A friend of mine shoots fireworks for fun and profit, and I don't mean the cruddy backyard kind. He does big shows for entire towns, like on July 4th.

On Saturday night, I was invited to see a shoot up close and personal.

It was loud and scary and made me dizzy.

The crew shot this show over a middle school football field. It was the big finale for a local Race for Life--a small show, but nonetheless an impressive way to close the event. The shoot was set up behind the field. To enter the area, I was required to wear a hard hat (spiffy, no?) and safety glasses. I was also advised to wear earplugs.

It sounds totally fun so far, doesn't it.

Jeff (the guy in charge of the shoot) gave me a nickel tour before the show, showing me the racks and the fireworks themselves. Knowing little to nothing about fireworks, I always assumed it was more militaristic than this--guns, cannons, flamethrowers, etc. Because this was a manually-ignited show (there are also electric ones, like at Disneyworld), it was a strikingly simple-looking layout. Secured within the wooden racks were a whole bunch of long, black tubes. Inside each tube was one shooter-upper of a firework, which looked like a three-inch-wide cherry bomb.

Fantasies of snapping one of these doodads into my old high school hallway? Absolutely.

There were three or four racks, I think: one for the salute, a bigger one for the bulk of the show, and another big one for the finale. How to light them, you ask? WITH A ROAD FLARE!

Yeah, watching that part would be what made me dizzy.

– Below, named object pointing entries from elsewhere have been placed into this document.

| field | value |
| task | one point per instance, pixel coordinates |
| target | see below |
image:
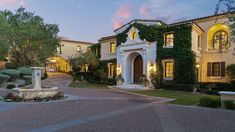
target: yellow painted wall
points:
(209, 27)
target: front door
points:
(138, 68)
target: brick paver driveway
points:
(109, 111)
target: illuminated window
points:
(199, 42)
(111, 70)
(169, 40)
(220, 40)
(216, 69)
(78, 48)
(112, 48)
(133, 35)
(169, 67)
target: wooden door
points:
(138, 68)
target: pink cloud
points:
(123, 13)
(12, 2)
(145, 10)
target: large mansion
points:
(199, 48)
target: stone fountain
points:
(36, 90)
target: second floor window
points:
(78, 48)
(112, 48)
(169, 40)
(220, 40)
(216, 69)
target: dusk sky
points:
(88, 20)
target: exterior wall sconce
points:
(151, 66)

Call me overly empathatic and worrisome. But if you've ever seen people hand-light fireworks, you'll know what I'm talking about. This is what happens:

  • Pyro person walks up to tube with lit-up road flare.
  • He lights little firework tail that is sticking out of tube.
  • Pyro turns back away from tube. I didn't say, "run like hell". I didn't say "hits the ground". I mean, like "pivots on his foot and maybe takes a small step". Ack!
  • Kim's eyes bug out behind her tres dorky safety glasses.
  • Firework goes boom!
  • Rinse and repeat.
  • After five minutes of head bobbing up and down to make sure pyros are still alive, fireworks actually went up in the air where they're supposed to, Kim wrings hands.

I was about 100 yards back. It wasn't far enough.

Now, these pyro people love this stuff. And to them, I say God bless 'em. Someone's got to do it. But let me assure you that, for the regular fireworks spectator, the bleachers is the place to be. When I see fireworks, I want my job to be easy. Look up and go "ooh" and "aah"? Yeah, I can do that. I don't want to worry about one of those little tubes toppling over in the direction of someone's leg. I don't need the constant temptation of screaming, Run! Run for your life!

Air. Fire. Water. Earth. Earth, yep. That's the one for my feet.